Il rally Dakar inizia un nuovo capitolo della sua lunga storia. Dopo 30 anni in Africa e 11 in Sud America, per la gara più imponente del mondo è tempo di fare nuovamente le valigie e piantare le tende in Medio Oriente.

La notizia in realtà non sorprende, anzi, è solo la conferma ai tanti rumors che circolano da tempo attorno all’argomento dato che, già da parecchi mesi, non era chiaro quale sarebbe stata la sorte dell’evento ideato nel 1979 da Thierry Sabine che ha cambiando per sempre la concezione di raid nel deserto.
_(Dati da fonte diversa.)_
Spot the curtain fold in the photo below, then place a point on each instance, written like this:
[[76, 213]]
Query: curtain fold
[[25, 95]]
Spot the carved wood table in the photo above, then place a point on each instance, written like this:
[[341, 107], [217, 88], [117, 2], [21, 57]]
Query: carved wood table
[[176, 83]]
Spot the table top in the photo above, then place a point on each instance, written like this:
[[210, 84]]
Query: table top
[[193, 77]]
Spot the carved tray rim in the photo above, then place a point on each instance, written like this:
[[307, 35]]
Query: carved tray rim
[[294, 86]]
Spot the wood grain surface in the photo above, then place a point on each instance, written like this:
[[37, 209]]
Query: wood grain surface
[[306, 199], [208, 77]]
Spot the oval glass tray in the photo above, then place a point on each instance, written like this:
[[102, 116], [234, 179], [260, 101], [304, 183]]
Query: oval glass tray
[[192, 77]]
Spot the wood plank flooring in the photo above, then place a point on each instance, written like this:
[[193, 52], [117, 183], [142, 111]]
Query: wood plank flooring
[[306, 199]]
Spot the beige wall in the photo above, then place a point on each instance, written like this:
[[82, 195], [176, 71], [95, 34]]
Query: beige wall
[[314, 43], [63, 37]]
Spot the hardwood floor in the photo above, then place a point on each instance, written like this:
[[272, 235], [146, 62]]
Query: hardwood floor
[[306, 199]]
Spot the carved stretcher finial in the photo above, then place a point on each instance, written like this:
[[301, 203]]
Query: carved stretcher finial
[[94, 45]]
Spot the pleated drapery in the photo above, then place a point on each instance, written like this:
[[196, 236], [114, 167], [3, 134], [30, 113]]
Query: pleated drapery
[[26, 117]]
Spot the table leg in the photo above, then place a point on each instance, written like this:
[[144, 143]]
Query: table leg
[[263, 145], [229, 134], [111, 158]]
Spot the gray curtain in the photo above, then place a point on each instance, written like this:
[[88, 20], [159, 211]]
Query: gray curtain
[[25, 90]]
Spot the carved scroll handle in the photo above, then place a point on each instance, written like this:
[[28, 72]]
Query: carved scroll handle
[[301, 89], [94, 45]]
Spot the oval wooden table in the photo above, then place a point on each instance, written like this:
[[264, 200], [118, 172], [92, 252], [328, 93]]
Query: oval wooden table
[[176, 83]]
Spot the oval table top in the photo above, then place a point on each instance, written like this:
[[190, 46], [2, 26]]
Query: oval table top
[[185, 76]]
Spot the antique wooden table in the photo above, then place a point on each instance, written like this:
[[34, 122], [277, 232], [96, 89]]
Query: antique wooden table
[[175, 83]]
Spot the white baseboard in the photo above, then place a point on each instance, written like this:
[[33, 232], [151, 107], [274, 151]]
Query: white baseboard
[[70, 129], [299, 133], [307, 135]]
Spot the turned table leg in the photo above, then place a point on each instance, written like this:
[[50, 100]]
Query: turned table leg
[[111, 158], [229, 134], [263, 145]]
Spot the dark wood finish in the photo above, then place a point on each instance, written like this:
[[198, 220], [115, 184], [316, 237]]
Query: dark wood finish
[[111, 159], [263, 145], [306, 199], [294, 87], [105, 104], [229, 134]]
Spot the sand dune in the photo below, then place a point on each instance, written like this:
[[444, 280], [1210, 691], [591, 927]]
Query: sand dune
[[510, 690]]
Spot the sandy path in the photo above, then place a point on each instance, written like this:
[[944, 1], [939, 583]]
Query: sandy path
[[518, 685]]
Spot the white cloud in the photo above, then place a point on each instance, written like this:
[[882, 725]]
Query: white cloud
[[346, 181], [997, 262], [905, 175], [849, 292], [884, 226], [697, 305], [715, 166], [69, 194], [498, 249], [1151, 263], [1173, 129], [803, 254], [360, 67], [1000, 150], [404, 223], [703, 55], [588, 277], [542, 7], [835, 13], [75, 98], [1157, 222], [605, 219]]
Da avventura romantica qual era nei primi tempi, con gli anni la Dakar è stata contaminata da interessi finanziari e politici, dovendo inevitabilmente fare i conti con problemi legati a minacce terroristiche prima – che indussero l’organizzazione ad annullare l’edizione 2008 e trasferirsi in Sud America – e difficoltà nel reperire finanziamenti dieci anni dopo; basti ricordare la Dakar 2019: sottotono, con un itinerario più breve e relegato tra i confini del Perù, condizione assolutamente irripetibile per un rally di questa portata, che ha fatto delle grandi distanze uno dei suoi tratti distintivi.

Per i dettagli bisognerà aspettare il 25 aprile ma, intanto, Amaury Sport Organization ha ufficializzato il cambio di continente e sembra anche aver siglato un contratto che la vincolerà al Medio Oriente per i prossimi cinque anni; per il momento si sa solamente che la Dakar 2020 partirà dall’Arabia Saudita.

La scelta è parsa fin da subito azzeccata, oltre che per la stabilità ottenuta dall’accordo economico, anche per le caratteristiche del nuovo percorso: le distese di sabbia non mancano e gli Emirati Arabi sono già teatro di diversi rally a Dubai, Doha, Abu Dhabi, senza contare che la passione per il motorsport in quella zona di sceicchi è forte, avvalorata anche dalla vittoria del pilota di punta qatariota Nasser Al-Attiyah, che ha trionfato nella categoria auto di quest’anno con la Toyota Hilux.

Il trasferimento, tuttavia, non è l’unica novità di questo periodo storico poiché, solo un mese fa, è stato annunciato un cambio al vertice, con Etienne Lavigne che ha lasciato il posto di direttore a David Castera, il quale si dice soddisfatto di poter ottenere il massimo da una situazione geografica di quel tipo e l’ampia varietà di territori di cui dispone.